Effects of the K+ channel opener KRN4884 on the cardiovascular metabolic syndrome model in rats
J Cardiovasc Pharmacol 2000 Feb;35(2):287-93.PMID:10672863DOI:10.1097/00005344-200002000-00017.
We examined the effects of the potassium channel opener KRN4884 (5-amino-N-[2-(2-chlorophenyl)ethyl]-N'-cyano-3-pyridinecarboxamidine ) on cardiovascular metabolic syndrome (i.e., syndrome X), in rats. High-fructose diet rats developed hypertension, hypertriglyceridemia, increased total cholesterol/HDL (high-density lipoprotein)-cholesterol ratio, and hyperinsulinemia, KRN4884 (0.3-3.0 mg/kg, twice a day for 14 days, p.o.) alleviated the risk factors in fructose-fed rats. Furthermore, fructose-fed rats exhibited impairment of glucose tolerance and excess insulin secretion when loaded with glucose orally. Treatment with KRN4884 (1.0 mg/kg, twice a day for 14 days, p.o.) improved the glucose intolerance and inhibited hypersecretion of insulin in the glucose-loaded, fructose-fed rats. In contrast, KRN4884 (0.3-1.0 mg/kg, twice a day for 10 days, p.o.) did not affect serum triglyceride, cholesterol, glucose, or insulin concentrations in normal rats.

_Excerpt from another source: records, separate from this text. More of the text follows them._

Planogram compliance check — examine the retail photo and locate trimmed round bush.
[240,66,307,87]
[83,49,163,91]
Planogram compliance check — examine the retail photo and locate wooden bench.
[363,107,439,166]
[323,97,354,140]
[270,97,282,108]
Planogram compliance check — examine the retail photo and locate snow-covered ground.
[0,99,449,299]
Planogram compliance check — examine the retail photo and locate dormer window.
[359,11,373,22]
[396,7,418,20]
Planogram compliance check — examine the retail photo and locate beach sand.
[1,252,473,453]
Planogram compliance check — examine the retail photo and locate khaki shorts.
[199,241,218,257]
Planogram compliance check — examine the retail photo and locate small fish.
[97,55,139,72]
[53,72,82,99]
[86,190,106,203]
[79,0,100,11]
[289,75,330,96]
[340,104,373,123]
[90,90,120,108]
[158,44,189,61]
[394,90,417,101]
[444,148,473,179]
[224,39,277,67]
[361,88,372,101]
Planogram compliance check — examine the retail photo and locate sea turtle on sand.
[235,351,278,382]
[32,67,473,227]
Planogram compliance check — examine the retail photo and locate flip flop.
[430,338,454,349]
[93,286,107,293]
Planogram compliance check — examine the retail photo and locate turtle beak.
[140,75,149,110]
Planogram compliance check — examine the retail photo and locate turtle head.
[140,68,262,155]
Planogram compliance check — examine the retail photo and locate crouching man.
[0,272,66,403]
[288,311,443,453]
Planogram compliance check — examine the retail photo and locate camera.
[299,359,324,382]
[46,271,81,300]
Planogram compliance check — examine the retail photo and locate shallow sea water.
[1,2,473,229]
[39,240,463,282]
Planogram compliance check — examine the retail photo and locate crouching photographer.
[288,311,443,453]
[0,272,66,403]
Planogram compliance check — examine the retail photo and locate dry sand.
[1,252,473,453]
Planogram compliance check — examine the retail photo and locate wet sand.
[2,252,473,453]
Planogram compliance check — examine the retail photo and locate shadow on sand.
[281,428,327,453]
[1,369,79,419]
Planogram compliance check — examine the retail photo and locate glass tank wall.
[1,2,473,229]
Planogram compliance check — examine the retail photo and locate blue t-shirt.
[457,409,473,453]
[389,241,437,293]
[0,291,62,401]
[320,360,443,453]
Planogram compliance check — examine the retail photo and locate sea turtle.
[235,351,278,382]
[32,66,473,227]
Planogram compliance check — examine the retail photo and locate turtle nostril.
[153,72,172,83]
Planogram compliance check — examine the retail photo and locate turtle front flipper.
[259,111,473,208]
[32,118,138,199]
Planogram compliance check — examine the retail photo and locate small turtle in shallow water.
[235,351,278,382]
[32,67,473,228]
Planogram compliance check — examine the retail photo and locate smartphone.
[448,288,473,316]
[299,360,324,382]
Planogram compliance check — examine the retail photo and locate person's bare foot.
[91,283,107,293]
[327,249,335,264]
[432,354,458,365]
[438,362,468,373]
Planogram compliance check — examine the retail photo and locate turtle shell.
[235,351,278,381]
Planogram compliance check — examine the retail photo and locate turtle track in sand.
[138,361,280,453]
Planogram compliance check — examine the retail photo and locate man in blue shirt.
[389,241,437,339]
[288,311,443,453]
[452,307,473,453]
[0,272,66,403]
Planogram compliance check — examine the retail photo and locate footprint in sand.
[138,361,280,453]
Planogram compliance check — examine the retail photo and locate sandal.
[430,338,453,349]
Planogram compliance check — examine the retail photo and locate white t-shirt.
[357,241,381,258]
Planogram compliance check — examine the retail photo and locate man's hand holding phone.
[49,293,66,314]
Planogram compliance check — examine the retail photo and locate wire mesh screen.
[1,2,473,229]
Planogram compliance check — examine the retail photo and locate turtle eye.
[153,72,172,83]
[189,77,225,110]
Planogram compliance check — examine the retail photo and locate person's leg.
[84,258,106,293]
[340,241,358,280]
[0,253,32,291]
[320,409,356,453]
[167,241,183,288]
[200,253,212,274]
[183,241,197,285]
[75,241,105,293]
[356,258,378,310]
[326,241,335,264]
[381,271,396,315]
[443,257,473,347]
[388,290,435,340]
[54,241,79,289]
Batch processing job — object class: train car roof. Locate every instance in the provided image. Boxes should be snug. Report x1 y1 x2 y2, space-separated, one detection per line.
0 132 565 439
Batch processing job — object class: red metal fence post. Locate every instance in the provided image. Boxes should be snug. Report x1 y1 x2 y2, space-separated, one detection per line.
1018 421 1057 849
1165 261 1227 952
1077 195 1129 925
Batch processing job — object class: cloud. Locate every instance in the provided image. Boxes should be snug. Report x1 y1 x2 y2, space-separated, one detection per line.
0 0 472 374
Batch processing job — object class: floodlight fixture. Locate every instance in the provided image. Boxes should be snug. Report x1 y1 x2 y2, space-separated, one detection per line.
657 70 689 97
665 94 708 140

LPL (lipoprotein lipase) activities in skeletal muscle and adipose tissue, and HTGL (hepatic triglyceride lipase) activity in liver were measured after administration of KRN4884 or vehicle twice a day for 14 days in fructose-fed rats. KRN4884 caused a significant increase in LPL activity in muscle and tended to increase LPL activity in adipose tissue in fructose-fed rats. HTGL was decreased in fructose-fed rats as compared with normal controls and was unaffected by KRN4884. These findings suggested that KRN4884 enhances insulin sensitivity and LPL activity, which are related to glucose and lipid metabolism and may be useful for the treatment of syndrome X.